Cabo Verde acolhe esta quinta-feira, 16, uma reunião da Comissão Executiva da Associação de Comités Olímpicos Nacionais (ANOC), órgão de concertação e decisão do movimento olímpico mundial. O encontro, que acontece pela primeira vez no país, terá lugar num dos hotéis da ilha do Sal, sob acolhimento do Comité Olímpico Cabo-verdiano (COC).
Diz o gabinete do Ministro Adjunto do Primeiro-ministro para Juventude e Desporto que a Comissão Executiva da ANOC desempenha um papel central no acompanhamento das orientações estratégicas da organização, na articulação com as associações continentais de Comités Olímpicos Nacionais e no reforço da unidade e cooperação no seio do movimento olímpico.
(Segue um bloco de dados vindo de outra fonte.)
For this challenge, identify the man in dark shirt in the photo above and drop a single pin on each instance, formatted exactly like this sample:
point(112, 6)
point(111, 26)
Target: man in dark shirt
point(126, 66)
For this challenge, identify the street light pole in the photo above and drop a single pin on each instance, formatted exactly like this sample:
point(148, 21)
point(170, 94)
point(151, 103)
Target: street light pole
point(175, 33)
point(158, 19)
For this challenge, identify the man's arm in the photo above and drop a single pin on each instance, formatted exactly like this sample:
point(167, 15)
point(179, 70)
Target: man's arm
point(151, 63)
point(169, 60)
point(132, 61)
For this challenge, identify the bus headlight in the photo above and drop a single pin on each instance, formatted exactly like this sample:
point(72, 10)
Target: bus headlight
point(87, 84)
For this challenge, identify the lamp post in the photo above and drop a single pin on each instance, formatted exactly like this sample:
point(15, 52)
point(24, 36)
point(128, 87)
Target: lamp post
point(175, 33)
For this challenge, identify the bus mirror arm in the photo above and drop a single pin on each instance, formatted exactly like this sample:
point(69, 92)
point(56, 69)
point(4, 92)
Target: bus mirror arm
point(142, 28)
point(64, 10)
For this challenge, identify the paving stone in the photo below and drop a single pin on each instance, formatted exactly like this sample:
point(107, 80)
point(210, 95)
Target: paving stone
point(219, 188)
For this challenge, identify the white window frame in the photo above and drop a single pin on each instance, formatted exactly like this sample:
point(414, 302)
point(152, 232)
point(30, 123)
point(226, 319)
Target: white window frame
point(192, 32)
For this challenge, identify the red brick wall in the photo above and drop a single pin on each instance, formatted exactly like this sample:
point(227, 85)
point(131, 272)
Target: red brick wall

Neste sentido, reunirá, pela primeira vez em Cabo Verde, algumas das mais altas lideranças do movimento olímpico mundial, com a presença de representantes das diferentes associações continentais e estruturas do olimpismo internacional. “A realização desta reunião em Cabo Verde representa um momento de elevado significado institucional, afirmando o país como palco de diálogo, cooperação e reflexão sobre o presente e o futuro da governação do movimento olímpico internacional. Trata- se igualmente da primeira vez, em 15 anos, que este encontro se realiza em solo africano”, específica.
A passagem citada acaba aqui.